We pushed off from the edge of the lock into the room, probably looking just as clumsy as we felt, and floundered toward the air fountain billowing upward at its center. Furniture was laid out in small intimate arcs on the blue and white tiles around the bubble sculpture. The furniture was made of plastic but it could have been carved from ice, cool and clear. I glanced at the readouts inside my helmet; the water here in the house was as warm as blood.
As we stopped moving and waited, I felt someone come silently down the steps at the other end of the room. I looked up, watched him come one step at a time, moving as naturally as if the room was filled with air and not water.
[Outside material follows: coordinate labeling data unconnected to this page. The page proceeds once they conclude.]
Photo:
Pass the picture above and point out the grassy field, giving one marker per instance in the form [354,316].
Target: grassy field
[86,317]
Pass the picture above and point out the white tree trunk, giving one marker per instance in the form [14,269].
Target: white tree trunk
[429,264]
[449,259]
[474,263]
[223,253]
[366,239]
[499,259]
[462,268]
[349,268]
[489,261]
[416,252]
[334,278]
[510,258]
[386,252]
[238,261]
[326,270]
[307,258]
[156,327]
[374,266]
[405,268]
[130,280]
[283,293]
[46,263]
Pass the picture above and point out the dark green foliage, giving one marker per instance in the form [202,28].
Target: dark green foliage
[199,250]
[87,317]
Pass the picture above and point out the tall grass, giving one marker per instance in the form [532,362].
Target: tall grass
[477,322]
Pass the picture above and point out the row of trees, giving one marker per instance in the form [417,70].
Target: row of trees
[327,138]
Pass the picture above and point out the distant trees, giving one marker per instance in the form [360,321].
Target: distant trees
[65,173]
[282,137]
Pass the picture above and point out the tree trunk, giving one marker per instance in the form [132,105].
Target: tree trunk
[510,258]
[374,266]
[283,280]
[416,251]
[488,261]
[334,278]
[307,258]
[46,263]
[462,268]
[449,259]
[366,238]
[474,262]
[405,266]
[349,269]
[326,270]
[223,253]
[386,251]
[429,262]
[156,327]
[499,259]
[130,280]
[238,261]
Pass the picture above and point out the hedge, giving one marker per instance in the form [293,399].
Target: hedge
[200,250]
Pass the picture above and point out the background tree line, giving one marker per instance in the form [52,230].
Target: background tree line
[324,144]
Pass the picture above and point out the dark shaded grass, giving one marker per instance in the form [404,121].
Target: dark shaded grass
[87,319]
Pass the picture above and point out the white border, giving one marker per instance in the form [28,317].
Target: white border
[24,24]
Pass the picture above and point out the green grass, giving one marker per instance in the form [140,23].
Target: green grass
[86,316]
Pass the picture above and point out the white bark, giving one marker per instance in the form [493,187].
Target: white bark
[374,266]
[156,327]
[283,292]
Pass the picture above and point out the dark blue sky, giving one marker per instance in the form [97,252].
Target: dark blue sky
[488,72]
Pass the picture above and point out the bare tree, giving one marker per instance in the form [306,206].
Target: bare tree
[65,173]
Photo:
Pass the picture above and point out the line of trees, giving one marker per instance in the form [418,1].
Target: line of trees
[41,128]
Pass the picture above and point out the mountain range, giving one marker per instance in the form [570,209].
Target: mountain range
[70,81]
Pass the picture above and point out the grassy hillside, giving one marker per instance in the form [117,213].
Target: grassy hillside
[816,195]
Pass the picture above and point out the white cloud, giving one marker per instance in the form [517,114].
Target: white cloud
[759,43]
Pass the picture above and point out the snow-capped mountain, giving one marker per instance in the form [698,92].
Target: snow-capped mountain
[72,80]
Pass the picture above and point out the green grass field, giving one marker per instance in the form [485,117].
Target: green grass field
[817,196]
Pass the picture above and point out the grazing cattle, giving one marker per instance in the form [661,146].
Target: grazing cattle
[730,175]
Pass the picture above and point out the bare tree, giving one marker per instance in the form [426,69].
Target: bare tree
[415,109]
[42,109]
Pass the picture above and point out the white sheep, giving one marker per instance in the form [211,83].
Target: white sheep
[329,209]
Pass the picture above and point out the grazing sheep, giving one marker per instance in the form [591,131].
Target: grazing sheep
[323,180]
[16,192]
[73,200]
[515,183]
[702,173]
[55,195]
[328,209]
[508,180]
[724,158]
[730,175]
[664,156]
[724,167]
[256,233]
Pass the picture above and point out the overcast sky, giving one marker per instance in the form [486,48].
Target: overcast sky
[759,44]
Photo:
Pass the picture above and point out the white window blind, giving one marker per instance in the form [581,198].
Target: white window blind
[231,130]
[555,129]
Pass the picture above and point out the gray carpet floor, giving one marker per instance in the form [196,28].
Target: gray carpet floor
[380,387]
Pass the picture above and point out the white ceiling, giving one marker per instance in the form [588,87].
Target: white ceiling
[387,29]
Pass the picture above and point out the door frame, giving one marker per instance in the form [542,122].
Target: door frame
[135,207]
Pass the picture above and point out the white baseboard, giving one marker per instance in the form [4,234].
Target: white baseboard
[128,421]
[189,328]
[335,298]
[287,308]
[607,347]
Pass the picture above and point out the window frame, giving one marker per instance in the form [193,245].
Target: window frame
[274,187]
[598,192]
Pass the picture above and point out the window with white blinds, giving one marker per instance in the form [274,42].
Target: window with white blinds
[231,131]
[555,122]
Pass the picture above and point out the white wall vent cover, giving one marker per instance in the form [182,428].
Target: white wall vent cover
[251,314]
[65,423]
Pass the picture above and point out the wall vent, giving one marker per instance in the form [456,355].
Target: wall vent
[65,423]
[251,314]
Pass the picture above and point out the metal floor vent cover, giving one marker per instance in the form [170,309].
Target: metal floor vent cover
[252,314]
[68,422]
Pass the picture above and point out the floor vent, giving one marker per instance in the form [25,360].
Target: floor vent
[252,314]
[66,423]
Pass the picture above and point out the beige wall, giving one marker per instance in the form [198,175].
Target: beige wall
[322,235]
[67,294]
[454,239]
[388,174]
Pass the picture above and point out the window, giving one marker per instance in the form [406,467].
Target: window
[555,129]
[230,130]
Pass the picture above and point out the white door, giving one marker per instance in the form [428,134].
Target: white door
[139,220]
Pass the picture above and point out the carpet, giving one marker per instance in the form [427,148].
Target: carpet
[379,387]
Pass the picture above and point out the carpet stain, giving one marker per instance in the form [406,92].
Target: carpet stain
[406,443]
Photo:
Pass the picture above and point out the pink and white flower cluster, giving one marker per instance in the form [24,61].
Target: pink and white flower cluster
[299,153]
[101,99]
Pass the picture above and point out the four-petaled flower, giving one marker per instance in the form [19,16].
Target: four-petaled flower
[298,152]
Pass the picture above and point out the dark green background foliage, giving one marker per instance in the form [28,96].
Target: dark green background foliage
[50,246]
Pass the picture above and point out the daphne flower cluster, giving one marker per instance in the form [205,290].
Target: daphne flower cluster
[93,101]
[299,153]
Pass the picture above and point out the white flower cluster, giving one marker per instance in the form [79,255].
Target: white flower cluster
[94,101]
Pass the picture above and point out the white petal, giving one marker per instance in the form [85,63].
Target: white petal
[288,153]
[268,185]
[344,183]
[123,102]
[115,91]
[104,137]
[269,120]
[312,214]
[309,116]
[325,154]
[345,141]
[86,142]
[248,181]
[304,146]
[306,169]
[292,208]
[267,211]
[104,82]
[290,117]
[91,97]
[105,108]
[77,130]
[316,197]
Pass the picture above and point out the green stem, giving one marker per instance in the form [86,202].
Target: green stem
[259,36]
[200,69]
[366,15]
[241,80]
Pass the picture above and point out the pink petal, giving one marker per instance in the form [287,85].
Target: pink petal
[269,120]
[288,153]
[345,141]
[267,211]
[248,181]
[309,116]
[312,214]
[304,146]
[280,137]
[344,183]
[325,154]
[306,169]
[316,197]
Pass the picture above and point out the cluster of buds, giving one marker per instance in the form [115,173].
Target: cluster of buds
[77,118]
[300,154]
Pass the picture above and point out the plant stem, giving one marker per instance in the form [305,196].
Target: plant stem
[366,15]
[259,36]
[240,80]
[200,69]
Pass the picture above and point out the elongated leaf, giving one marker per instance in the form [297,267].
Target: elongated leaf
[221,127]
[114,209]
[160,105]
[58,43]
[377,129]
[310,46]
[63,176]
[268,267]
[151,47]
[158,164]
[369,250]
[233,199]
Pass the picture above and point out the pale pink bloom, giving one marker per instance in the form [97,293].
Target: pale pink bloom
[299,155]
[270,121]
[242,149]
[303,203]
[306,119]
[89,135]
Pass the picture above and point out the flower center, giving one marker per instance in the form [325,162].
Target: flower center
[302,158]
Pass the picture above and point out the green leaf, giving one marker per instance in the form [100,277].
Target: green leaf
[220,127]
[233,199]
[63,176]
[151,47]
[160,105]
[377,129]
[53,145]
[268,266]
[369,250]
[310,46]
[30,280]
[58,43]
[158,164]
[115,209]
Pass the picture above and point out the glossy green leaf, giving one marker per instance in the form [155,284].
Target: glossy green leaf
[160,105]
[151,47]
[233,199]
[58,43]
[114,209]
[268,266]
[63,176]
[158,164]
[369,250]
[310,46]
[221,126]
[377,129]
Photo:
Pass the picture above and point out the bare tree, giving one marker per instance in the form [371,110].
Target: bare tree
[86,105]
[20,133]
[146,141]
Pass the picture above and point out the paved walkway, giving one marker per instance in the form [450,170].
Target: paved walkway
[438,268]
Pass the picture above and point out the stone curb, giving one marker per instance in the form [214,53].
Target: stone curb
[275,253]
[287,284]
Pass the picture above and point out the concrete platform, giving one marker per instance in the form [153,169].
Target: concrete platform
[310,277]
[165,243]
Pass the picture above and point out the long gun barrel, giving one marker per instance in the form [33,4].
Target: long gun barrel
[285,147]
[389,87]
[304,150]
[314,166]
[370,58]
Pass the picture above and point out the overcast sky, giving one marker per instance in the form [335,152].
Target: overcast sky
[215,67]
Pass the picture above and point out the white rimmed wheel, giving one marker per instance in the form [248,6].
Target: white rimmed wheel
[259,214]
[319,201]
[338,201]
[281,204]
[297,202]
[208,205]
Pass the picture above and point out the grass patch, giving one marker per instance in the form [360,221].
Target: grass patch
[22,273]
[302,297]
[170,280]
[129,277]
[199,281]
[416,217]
“Good evening,” the Governor said. No bubbles came out of his smiling mouth. Somehow I actually heard him speak. It took a minute to realize he was using a bonebox and my suit was registering it. You couldn’t see the wariness just beneath the surface of his skin, but it was there as he looked at me. I felt the sudden hot surge of Mikah’s interest as the Governor glanced his way. The Governor wasn’t young, but he looked young, and the muscles of his long body moved like an athlete’s under the formfitting jumpsuit he had on. His long hair flowed around his head like seaweed; the warm brown of it matched his skin and eyes. He was barefoot; his fingers and toes were all a joint too long, with thin membranes between them.
Mikah held up his hands, palms out, and signed, “Ichiba says hullo.”
The Governor’s smile got a little friendlier. “My regards to your Family,” he signed back. He nodded and stepped down into the room. I wondered where he hid the ballast that let him move that normally. Maybe his suit was doing it. He wasn’t breathing; he had gills behind his ears. But the rooms up above us were air-filled, and I could sense other people up there, observing, guarding, leading normal lives. He’d had himself made totally amphibian.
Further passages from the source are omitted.